By our August meeting, as families and school districts began the agonizing process of decision-making regarding school reopening, the students continued to dance. Their ongoing graceful movement in settings of extraordinary natural beauty struck me as an embodiment of resilience.
Resilience is neither a trait we are born with nor one we develop in the face of catastrophe. Rather it emerges in a developmental process over time beginning in early infancy. As babies move in moment-to-moment interaction with their caregivers, without the capacity for language, being held through the inevitable moments of struggle and discomfort, they learn to manage themselves and make sense of the world around them. Through this process individuals develop the capacity to regulate their bodies in an organized and coherent way. Surviving the inherent mismatches of human interaction, they develop agency- an internal sense of their ability to act on their world to make it better. This movement in relation to caring others forms the foundation of our sense of hope.
Dance offers a kind of parallel process to infant-parent interaction. As teachers and students together choreograph new dances, missteps inevitably occur on the journey to a coherent graceful performance. Each class offers participants the opportunity to build that hope and agency anew.
Over ten years ago my own daughter’s countless hours of classes, rehearsal, and performance with the dance program played a central role in her development as she navigated the tumultuous middle school years. The experience became part of her core resilience now revealed in fortitude and flexibility as a doctor-in-training on the front lines of the pandemic.

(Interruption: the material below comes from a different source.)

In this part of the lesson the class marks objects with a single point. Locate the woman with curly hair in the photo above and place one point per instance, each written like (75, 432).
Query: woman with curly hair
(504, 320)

This arts organization, by not only surviving but thriving from the early days of the pandemic, on a concrete level provides community members with opportunity to inhabit their bodies in relationship with others in a safe and containing environment. But from my perspective as narrator, I see so much more.
For most of us, COVID-19 is testing our resilience like nothing before in our lifetimes. Dancers continuing to move together in space against the backdrop of extraordinary discord and social upheaval offer a physical representation of what the pandemic is calling on each of us to do.
Like resilience, trust develops through countless messy moment-to-moment interactions over time. When the artistic director left our last Zoom meeting early to teach a class while we grappled with profound questions presented by the pandemic, she said, “I trust you completely.” Relationships among the Board members, nurtured through all sorts of challenges over years in our small community, allowed for the development of trust and a sense of safety critical to the organization’s ability to navigate this new and unprecedented challenge.
Our society as a whole can take cues from this story of resilience in the arts. We need to continue to “dance” together, focusing on in-the-moment, step-by-step human relationships without panicking or being overwhelmed by the enormity of the task before us. In doing so we will preserve a sense of safety and trust, both in our minds and in our bodies. The calm and peace we gather and store in this process will give us the strength to not only survive, but to move forward to whatever comes next.